The Presence of Grace (Love and Loss #2)(49)
“I never would have—”
“I know. And that’s one of the things I love about you.”
She stilled at my words, but spoke almost immediately.
“There’s more than one?”
“There’s a lot. I find a new reason every day. Sometimes two.”
“Devon,” she whispered. I could tell my words were scaring her, but I hoped it was scaring her because she felt the same way, and not because she didn’t. So I did stop, but only because I grabbed her under her arms and pulled her up my body, bringing her mouth right to mine.
A whisper-quiet moan escaped her, but then her mouth answered mine, parting her lips and welcoming me in. My hands roamed her back, tangled in her hair, and held her close to me. Her hands found the sides of my neck and held on, her hair falling like a veil around us.
She let me kiss her, if only for a few moments, before she pulled away with a worried look on her face.
“Devon, please, we have to talk about this.”
“About what?” I asked, still playing with the hair that was draped around us. “The pictures, or me loving you?”
“Both,” she said, the word falling from her mouth on a breath.
I kissed her again, this time wrapping my arms around her and rolling her under me. I wanted her totally present for the conversation and didn’t want her wiggling away from me—either emotionally or physically. We were going to talk about this until it was clear to her that she was it for me.
She let out a tiny squeal when she realized what I was doing, and I pushed up on one arm so as not to squish her beneath me. My other arm was next to her head, my hand still in her hair.

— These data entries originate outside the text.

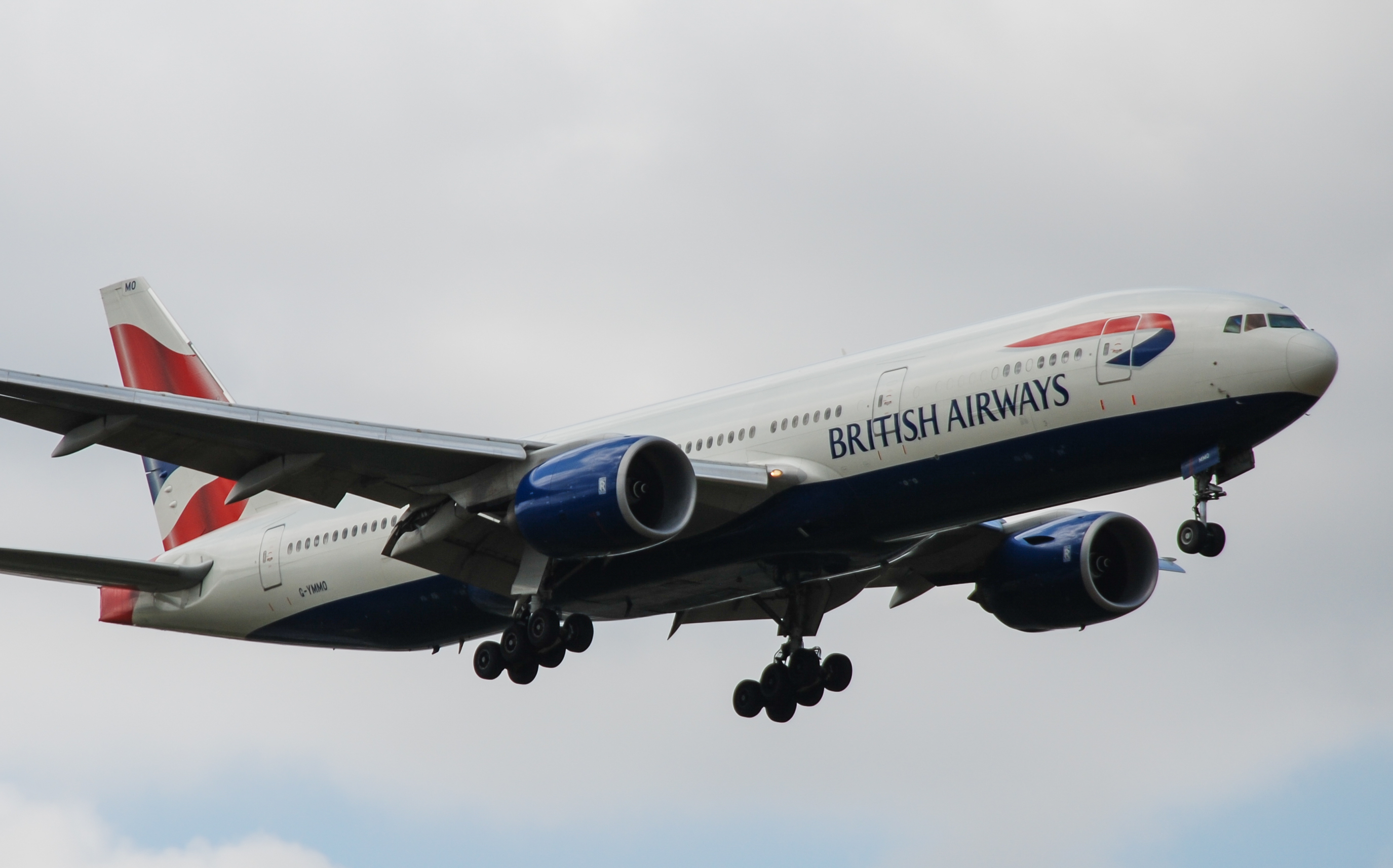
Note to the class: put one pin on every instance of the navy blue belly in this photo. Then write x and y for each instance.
(821, 529)
(430, 612)
(829, 527)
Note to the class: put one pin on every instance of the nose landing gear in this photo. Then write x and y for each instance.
(1200, 535)
(538, 640)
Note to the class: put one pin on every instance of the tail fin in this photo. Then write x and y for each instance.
(155, 354)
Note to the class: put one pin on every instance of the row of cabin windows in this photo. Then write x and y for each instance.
(1062, 359)
(314, 541)
(1031, 364)
(773, 427)
(1260, 321)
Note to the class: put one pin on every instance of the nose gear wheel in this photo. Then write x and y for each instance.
(1198, 535)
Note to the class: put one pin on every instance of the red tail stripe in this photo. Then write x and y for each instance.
(118, 605)
(148, 364)
(205, 512)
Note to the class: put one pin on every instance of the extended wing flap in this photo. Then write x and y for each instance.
(109, 572)
(379, 462)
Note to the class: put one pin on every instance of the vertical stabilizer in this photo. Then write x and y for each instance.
(157, 356)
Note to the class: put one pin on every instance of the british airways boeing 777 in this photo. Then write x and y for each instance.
(777, 499)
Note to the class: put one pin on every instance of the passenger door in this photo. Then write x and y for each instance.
(269, 559)
(886, 400)
(1115, 349)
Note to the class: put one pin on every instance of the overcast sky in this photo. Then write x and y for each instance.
(505, 218)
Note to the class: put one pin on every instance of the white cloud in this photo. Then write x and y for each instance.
(63, 835)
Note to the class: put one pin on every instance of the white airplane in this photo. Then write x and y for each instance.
(779, 498)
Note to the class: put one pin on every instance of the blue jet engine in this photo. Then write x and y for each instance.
(1070, 573)
(606, 498)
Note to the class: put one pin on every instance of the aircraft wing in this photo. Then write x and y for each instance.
(110, 572)
(311, 457)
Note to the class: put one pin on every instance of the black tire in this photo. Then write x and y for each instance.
(515, 644)
(836, 672)
(777, 685)
(1191, 537)
(523, 672)
(552, 657)
(1214, 540)
(805, 668)
(578, 633)
(544, 629)
(488, 661)
(781, 711)
(749, 698)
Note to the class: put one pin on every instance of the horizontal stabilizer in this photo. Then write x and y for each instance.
(109, 572)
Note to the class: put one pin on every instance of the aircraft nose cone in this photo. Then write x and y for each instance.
(1311, 363)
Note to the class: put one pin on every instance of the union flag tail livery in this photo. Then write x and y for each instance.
(157, 356)
(777, 499)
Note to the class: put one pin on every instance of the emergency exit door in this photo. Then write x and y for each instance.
(269, 559)
(1115, 349)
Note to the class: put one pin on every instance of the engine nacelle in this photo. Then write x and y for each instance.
(606, 498)
(1070, 573)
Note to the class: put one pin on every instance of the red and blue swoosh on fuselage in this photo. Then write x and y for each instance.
(1155, 332)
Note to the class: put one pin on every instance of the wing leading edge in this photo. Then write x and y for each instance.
(317, 459)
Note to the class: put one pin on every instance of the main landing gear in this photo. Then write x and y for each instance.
(799, 676)
(538, 640)
(1200, 535)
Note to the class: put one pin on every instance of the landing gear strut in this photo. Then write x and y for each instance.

“It was time for the pictures to go, Grace. Regardless of my dating status, we don’t need a shrine to Olivia in the living room. There are still plenty of photos around the house and in the kids’ bedrooms, and I can always pull them out of the garage when the kids want to look at them. I didn’t take them down for your sake. But I’m not going to lie and say you, and my feelings for you, didn’t have something to do with it.”

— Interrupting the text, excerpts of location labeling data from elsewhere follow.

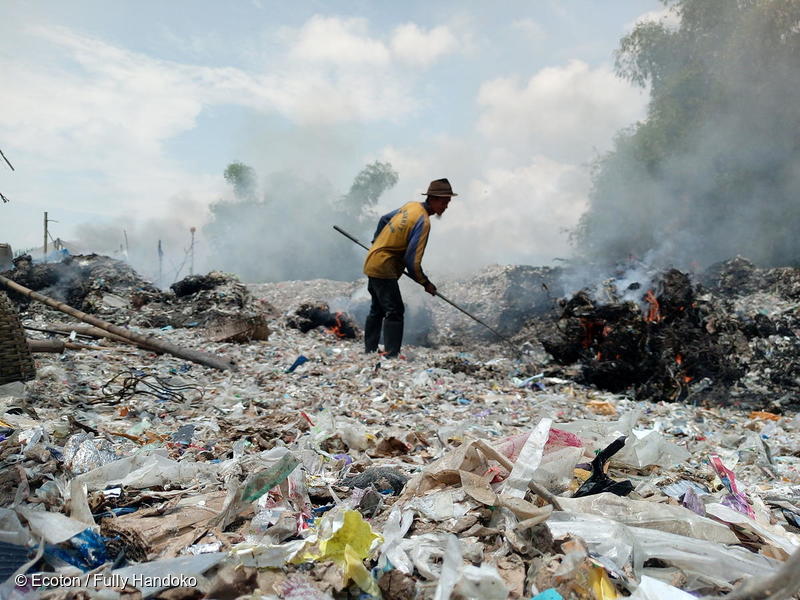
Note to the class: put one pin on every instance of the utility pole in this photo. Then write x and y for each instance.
(44, 248)
(191, 253)
(160, 263)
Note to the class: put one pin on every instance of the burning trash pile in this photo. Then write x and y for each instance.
(316, 471)
(309, 316)
(111, 289)
(686, 342)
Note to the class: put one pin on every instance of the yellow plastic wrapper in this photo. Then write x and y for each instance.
(346, 539)
(602, 587)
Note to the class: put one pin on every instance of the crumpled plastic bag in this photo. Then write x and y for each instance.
(651, 588)
(467, 581)
(651, 515)
(704, 563)
(84, 452)
(347, 539)
(644, 447)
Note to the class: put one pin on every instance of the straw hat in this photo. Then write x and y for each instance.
(440, 187)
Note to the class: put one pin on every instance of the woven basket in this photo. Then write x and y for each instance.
(16, 363)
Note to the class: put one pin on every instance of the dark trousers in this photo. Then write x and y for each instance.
(386, 312)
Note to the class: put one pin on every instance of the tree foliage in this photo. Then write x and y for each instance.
(714, 169)
(287, 234)
(243, 179)
(368, 186)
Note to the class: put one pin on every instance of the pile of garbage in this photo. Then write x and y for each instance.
(316, 471)
(680, 340)
(111, 289)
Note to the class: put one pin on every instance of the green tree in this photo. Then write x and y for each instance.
(368, 186)
(287, 234)
(713, 170)
(243, 179)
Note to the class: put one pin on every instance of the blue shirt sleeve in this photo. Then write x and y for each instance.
(382, 223)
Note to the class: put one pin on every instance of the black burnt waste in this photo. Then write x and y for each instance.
(309, 316)
(679, 340)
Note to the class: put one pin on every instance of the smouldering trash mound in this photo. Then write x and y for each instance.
(460, 471)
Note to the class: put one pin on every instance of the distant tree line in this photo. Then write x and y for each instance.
(714, 169)
(285, 232)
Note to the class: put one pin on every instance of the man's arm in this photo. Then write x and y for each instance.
(416, 249)
(382, 223)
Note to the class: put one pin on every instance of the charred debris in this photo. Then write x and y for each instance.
(727, 335)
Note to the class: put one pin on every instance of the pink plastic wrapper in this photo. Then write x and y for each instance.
(736, 500)
(512, 446)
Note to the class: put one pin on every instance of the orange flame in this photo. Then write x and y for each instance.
(654, 312)
(337, 329)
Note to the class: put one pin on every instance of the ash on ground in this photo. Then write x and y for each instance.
(317, 471)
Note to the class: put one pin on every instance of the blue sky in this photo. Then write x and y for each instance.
(125, 114)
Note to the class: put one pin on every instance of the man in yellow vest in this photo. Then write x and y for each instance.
(398, 245)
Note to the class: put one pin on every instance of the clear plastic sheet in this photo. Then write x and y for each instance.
(705, 564)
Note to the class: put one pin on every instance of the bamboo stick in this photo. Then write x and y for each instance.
(195, 356)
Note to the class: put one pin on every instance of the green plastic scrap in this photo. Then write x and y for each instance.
(260, 483)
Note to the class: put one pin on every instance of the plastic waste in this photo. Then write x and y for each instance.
(83, 452)
(651, 588)
(86, 550)
(395, 529)
(529, 459)
(771, 534)
(644, 447)
(735, 499)
(12, 557)
(704, 563)
(148, 469)
(651, 515)
(600, 482)
(385, 478)
(468, 582)
(159, 575)
(297, 362)
(11, 530)
(451, 569)
(258, 484)
(344, 537)
(53, 527)
(267, 556)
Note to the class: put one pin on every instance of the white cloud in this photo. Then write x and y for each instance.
(667, 16)
(530, 29)
(339, 41)
(562, 112)
(415, 46)
(502, 214)
(513, 215)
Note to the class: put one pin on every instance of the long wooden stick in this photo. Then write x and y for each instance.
(95, 332)
(202, 358)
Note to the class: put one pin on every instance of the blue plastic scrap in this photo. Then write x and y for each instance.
(548, 594)
(298, 361)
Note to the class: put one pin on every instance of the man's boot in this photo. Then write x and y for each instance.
(392, 337)
(372, 333)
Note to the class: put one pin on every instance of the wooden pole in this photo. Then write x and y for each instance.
(160, 263)
(44, 247)
(191, 253)
(202, 358)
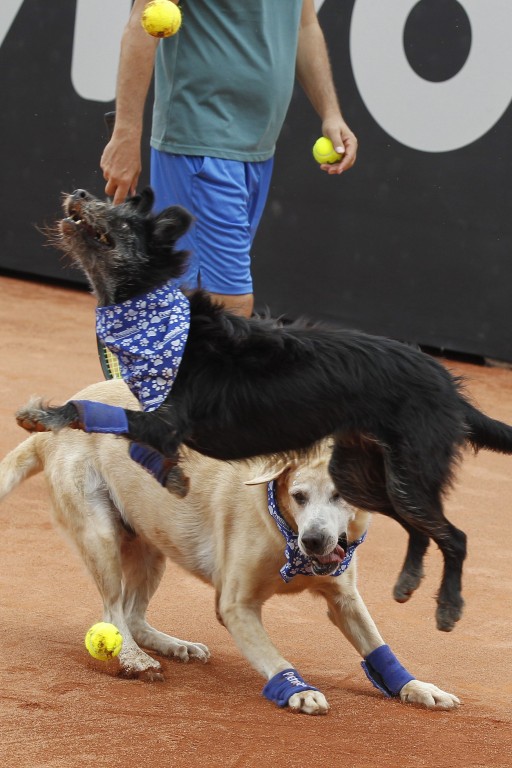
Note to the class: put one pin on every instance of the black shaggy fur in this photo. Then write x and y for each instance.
(247, 387)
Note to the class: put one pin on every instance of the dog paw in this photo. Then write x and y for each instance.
(309, 703)
(135, 664)
(447, 615)
(428, 695)
(36, 416)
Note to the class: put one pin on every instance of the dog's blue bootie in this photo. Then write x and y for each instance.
(100, 417)
(385, 672)
(283, 685)
(152, 461)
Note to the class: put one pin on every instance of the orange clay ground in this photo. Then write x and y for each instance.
(61, 709)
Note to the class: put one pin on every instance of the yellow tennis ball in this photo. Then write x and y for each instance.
(103, 641)
(161, 18)
(324, 152)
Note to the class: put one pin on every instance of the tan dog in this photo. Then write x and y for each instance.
(125, 526)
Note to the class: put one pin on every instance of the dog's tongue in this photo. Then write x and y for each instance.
(336, 556)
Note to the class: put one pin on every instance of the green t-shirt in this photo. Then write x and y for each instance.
(224, 82)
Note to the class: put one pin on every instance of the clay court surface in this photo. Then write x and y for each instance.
(61, 709)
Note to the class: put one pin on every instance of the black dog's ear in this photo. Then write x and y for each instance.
(143, 202)
(172, 223)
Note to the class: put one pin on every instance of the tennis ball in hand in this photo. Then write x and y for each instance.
(161, 18)
(324, 152)
(103, 641)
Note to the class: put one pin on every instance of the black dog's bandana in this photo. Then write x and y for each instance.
(148, 334)
(296, 562)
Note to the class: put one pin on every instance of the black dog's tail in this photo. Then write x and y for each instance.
(485, 432)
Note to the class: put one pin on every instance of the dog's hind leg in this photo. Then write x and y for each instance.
(92, 522)
(358, 470)
(412, 571)
(143, 567)
(145, 429)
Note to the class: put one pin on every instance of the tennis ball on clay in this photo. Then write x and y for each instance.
(324, 152)
(103, 641)
(161, 18)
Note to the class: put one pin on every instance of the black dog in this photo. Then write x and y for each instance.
(248, 387)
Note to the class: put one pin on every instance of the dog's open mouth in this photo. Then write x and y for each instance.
(323, 565)
(75, 222)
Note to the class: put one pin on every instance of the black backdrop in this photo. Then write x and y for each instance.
(411, 243)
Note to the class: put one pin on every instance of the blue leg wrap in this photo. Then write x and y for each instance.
(283, 685)
(385, 672)
(100, 417)
(152, 461)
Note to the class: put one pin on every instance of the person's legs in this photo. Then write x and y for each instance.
(227, 199)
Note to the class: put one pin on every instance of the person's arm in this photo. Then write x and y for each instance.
(315, 76)
(121, 158)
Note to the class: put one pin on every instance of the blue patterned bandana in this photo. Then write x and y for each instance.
(148, 334)
(298, 563)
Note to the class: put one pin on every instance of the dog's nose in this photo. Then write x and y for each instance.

“You’d be doing it even if I wasn’t in the picture?”
“Eventually.” I could tell my answer made her uncomfortable, so I simply leaned down and kissed her. I nipped at her bottom lip until she opened for me, and then swept my tongue through her mouth, trying to convey even one fraction of the way I felt about her in our kiss. It was deep, passionate, all-consuming, and made me breathless. “I don’t want to talk about the pictures anymore,” I said, pulling back slightly. Only enough so that I could speak.
“Okay,” she whispered back. “What should we talk about?”
I kissed her bottom lip again, this time tugging gently on it only because I knew she liked it. I was rewarded with a small groan from her. I smiled, moving my lips over her cheek and down her throat. “I want to talk about how much I love you,” I said against her neck, grinning when she moved her head to the side, giving me better access.
“How much?” she said, half moaning the words and half pushing them out on a breath.
“More than is reasonable,” I said, smiling against her. I placed one more kiss against her neck, just behind her ear where I knew she liked it, then pulled up to look her in the eye. “I love you, Grace. More than I think I deserve to, sometimes. I don’t know how I got so lucky to find you, to find this happiness again, but I’ll never stop trying to make you feel my love for you.”
Her hand ran up my chest, stopping right over my heart where I was sure she could feel it thumping. “I love you too. I love you. And I’m so scared,” she whispered, her eyes narrowing.
“I know,” I said, my voice matching hers. “But I promise you’ve got nothing to be afraid of. I’ll spend the rest of my life loving you, if you’ll let me.”
“I want that.”
I leaned down and kissed her again, slowly this time, letting our words seep into her, hoping they’d fill some of the cracks I knew were left behind.
“Do you remember the first night we met?” I whispered to her a while later as we lay in my bed, nothing between us except love.
“Back in Fairbanks?” she asked, drawing a circle on my chest with just her finger.
“Yeah.”
“Of course.” She looked up at me, gorgeous hair crazy and wild, eyes so blue that not even the ocean could compare.
“I remember telling you that every day I woke up and only hoped that day would be better than the last.”
“I remember that too.”
“You make every day better, Grace.”
Chapter Seventeen
Grace
“Oh, God, that’s good.” My eyes closed and my head dropped back as I savored the first sip of coffee that morning. Devon hadn’t let me sleep at my apartment in days, and I was still paranoid about the kids finding me there, so I’d been getting up at the crack of dawn and it was beginning to take its toll.
Curling up in my recliner next to the window in my living room, I let my thoughts drift back to the night before and all the revelations Devon had shared with me. With my coffee cup resting on my knee, my hands still wrapped around it for its warmth, I let my head fall to the side, against the smooth leather of the chair. My eyes closed and immediately the images of Devon from the night before flooded my mind.